I'm in a situation where I have a string and a special symbol that is consecutively repeating, such as:
s = 'a.b.c...d..e.g'
How can I check whether it is repeating or not and remove consecutive symbols, resulting in this:
s = 'a.b.c.d.e.g'
import re
result = re.sub(r'\.{2,}', '.', 'a.b.c...d..e.g')
A bit more generalized version:
import re
symbol = '.'
regex_pattern_to_replace = re.escape(symbol)+'{2,}'
# Note that escape sequences are processed in replace_to
# but this time we have no backslash characters in it.
# In case of more complex replacement we could use
# replace_to = replace_to.replace('\\', '\\\\')

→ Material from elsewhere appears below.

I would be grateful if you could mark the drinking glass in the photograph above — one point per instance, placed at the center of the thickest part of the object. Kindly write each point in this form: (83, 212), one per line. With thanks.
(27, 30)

# to defend against occasional escape sequences.
replace_to = symbol
result = re.sub(regex_pattern_to_replace, replace_to, 'a.b.c...d..e.g')
The same with compiled regex (added after Cristian Ciupitu's comment):
compiled_regex = re.compile(regex_pattern_to_replace)
# You can store the compiled_regex and reuse it multiple times.
result = compiled_regex.sub(replace_to, 'a.b.c...d..e.g')
Check out the docs for re.sub
Simple and clear:
>>> a = 'a.b.c...d..e.g'
>>> while '..' in a:
a = a.replace('..','.')
>>> a
'a.b.c.d.e.g'
Lot's of answers so why not throw another one into the mix.
You can zip the string with itself off by one and eliminate all matching '.'s:
''.join(x[0] for x in zip(s, s[1:]+' ') if x != ('.', '.'))
Certainly not the fastest, just interesting. It's trivial to turn this into eliminating all repeating elements:
''.join(a for a,b in zip(s, s[1:]+' ') if a != b)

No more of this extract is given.